![vision](https://github.com/ollama/ollama/assets/251292/cb513ae7-a9c2-4a2b-891b-fd79bf997f86)
New vision models
The [LLaVA](https://ollama.ai/library/llava) model family on Ollama has been updated to [version 1.6](https://llava-vl.github.io/blog/2024-01-30-llava-1-6/), and now includes a new `34b` version:
- `ollama run llava` A new 7B LLaVA model based on mistral.
- `ollama run llava:13b` 13B LLaVA model
- `ollama run llava:34b` 34B LLaVA model – one of the most powerful open-source vision models available
These new models share new improvements:
- **More permissive licenses:** LLaVA 1.6 models are distributed via the Apache 2.0 license or the LLaMA 2 Community License.

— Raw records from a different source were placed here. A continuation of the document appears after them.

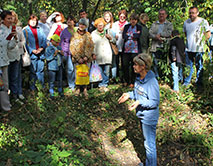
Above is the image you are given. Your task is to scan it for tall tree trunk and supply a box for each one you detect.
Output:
[82,0,88,11]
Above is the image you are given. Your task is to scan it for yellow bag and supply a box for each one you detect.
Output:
[75,64,89,85]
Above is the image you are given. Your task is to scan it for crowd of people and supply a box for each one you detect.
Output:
[0,7,213,166]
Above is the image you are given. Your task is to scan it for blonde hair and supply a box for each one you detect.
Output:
[133,53,152,71]
[94,18,107,28]
[104,11,114,28]
[11,10,19,25]
[140,13,149,20]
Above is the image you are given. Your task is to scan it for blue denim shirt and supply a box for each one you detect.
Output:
[128,70,160,125]
[45,43,62,71]
[23,26,47,60]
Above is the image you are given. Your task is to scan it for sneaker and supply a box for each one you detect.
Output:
[74,89,81,96]
[50,94,54,99]
[59,93,64,97]
[138,163,143,166]
[18,94,25,100]
[99,86,109,92]
[15,99,24,105]
[83,89,89,99]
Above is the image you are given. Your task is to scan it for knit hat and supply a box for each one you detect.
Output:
[50,34,61,43]
[78,18,89,27]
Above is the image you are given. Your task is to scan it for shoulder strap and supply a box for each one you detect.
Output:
[24,29,29,45]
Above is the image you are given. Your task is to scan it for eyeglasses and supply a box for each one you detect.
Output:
[119,16,126,19]
[138,56,146,65]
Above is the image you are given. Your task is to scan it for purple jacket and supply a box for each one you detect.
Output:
[60,28,72,56]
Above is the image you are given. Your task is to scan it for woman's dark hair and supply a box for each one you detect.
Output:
[118,9,127,18]
[28,14,38,26]
[130,13,139,21]
[67,15,76,23]
[1,10,12,20]
[52,12,65,23]
[172,30,180,37]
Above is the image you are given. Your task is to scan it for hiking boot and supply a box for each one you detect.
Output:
[74,89,80,96]
[83,89,89,99]
[18,94,25,100]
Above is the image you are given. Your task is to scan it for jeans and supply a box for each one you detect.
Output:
[171,62,183,91]
[152,50,163,78]
[30,59,44,90]
[63,53,75,89]
[98,64,110,87]
[122,53,137,84]
[8,60,20,95]
[141,122,157,166]
[48,66,63,96]
[184,52,204,86]
[111,55,118,78]
[18,56,22,95]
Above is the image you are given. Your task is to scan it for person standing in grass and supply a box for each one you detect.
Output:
[118,53,160,166]
[70,18,94,98]
[45,34,64,98]
[169,30,185,92]
[60,15,78,91]
[0,10,18,111]
[183,6,211,89]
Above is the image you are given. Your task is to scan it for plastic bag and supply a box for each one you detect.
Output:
[22,45,31,67]
[75,64,89,85]
[89,61,102,82]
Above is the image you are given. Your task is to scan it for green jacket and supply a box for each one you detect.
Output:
[139,23,149,52]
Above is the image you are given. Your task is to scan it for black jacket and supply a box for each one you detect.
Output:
[169,37,186,63]
[122,24,142,53]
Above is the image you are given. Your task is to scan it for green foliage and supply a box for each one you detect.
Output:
[0,85,213,166]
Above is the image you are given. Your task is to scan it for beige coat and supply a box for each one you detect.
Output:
[91,30,112,65]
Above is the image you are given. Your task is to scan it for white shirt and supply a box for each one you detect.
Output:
[183,17,210,52]
[0,24,17,67]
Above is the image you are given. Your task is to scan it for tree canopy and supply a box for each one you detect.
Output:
[0,0,213,31]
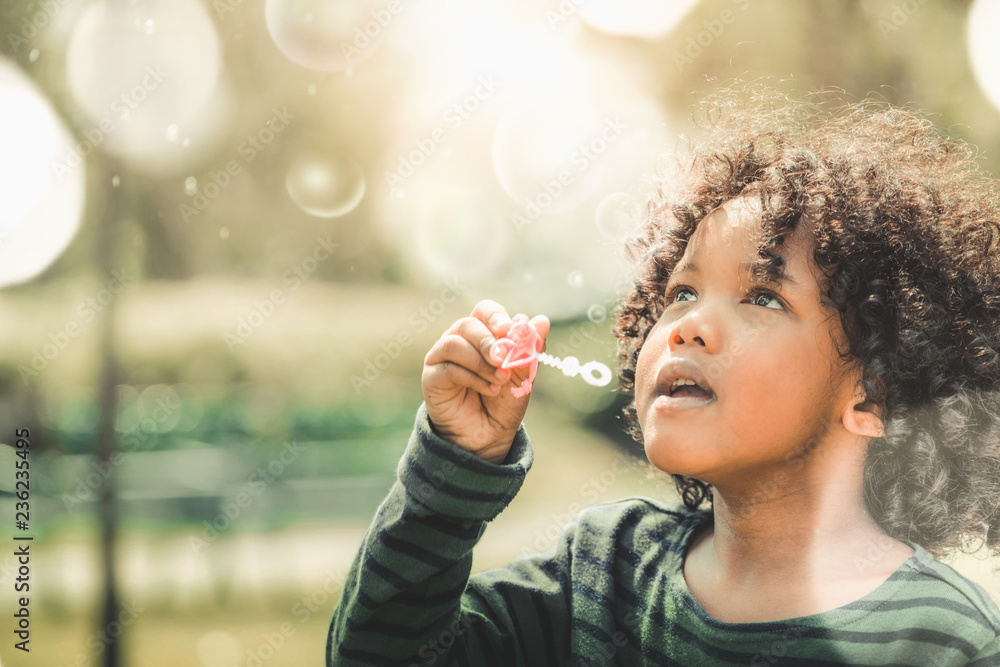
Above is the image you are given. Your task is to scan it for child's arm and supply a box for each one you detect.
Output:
[327,302,571,666]
[421,301,549,463]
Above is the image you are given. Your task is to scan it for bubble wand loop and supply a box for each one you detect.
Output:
[490,314,611,398]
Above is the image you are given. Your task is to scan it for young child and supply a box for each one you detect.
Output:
[327,92,1000,667]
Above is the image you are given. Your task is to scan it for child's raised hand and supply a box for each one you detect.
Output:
[421,300,549,463]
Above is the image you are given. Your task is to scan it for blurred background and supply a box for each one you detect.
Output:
[0,0,1000,667]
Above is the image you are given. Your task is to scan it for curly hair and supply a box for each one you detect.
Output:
[614,85,1000,557]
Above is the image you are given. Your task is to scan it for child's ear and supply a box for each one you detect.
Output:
[843,400,885,438]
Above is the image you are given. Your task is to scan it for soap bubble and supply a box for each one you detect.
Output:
[493,95,609,217]
[66,0,222,171]
[264,0,398,72]
[579,0,698,39]
[0,58,85,285]
[966,0,1000,109]
[594,192,642,241]
[285,155,365,218]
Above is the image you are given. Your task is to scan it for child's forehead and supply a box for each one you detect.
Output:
[675,196,819,298]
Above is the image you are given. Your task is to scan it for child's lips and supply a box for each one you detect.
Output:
[653,393,717,412]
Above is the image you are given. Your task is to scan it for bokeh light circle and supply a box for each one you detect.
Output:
[594,192,642,241]
[285,155,365,218]
[415,184,509,279]
[580,0,698,39]
[264,0,394,72]
[587,303,608,324]
[66,0,222,171]
[0,58,85,286]
[493,95,600,218]
[966,0,1000,110]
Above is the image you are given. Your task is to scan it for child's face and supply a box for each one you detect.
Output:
[635,200,853,487]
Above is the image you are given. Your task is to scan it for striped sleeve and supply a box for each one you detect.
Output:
[327,406,568,667]
[968,635,1000,667]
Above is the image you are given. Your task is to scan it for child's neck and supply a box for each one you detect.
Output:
[684,452,913,622]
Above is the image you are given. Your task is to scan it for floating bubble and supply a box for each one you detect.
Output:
[0,58,85,285]
[196,630,243,667]
[966,0,1000,110]
[264,0,395,72]
[493,95,600,213]
[285,155,365,218]
[579,0,698,39]
[594,192,642,241]
[66,0,222,171]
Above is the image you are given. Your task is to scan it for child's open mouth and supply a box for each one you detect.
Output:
[653,390,715,410]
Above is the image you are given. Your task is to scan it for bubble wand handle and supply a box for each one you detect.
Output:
[537,352,611,387]
[490,314,612,398]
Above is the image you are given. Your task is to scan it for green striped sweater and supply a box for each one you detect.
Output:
[327,406,1000,667]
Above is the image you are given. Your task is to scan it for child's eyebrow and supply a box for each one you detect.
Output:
[673,260,799,286]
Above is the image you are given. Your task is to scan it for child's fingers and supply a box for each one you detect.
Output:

- **Higher image resolution:** support for up to 4x more pixels, allowing the model to grasp more details.
- **Improved text recognition and reasoning capabilities:** these models are trained on additional document, chart and diagram data sets.
`keep_alive` parameter: control how long models stay loaded
When making API requests, the new `keep_alive` parameter can be used to control how long a model stays loaded in memory:
shell
curl http://localhost:11434/api/generate -d '{
"model": "mistral",
"prompt": "Why is the sky blue?",
"keep_alive": "30s"
}'
* If set to a positive duration (e.g. `20m`, `1hr` or `30`), the model will stay loaded for the provided duration
* If set to a negative duration (e.g. `-1`), the model will stay loaded indefinitely
* If set to `0`, the model will be unloaded immediately once finished
* If not set, the model will stay loaded for 5 minutes by default
Support for more Nvidia GPUs
* GeForce GTX `TITAN X` `980 Ti` `980` `970` `960` `950` `750 Ti` `750`
* GeForce GTX `980M` `970M` `965M` `960M` `950M` `860M` `850M`
* GeForce `940M` `930M` `910M` `840M` `830M`
* Quadro `M6000` `M5500M` `M5000` `M2200` `M1200` `M620` `M520`
* Tesla `M60` `M40`
* NVS `810`
What's Changed
* New `keep_alive` API parameter to control how long models stay loaded
* Image paths can now be provided to `ollama run` when running multimodal models
* Fixed issue where downloading models via `ollama pull` would slow down to 99%
* Fixed error when running Ollama with Nvidia GPUs and CPUs without AVX instructions
* Support for additional Nvidia GPUs (compute capability 5)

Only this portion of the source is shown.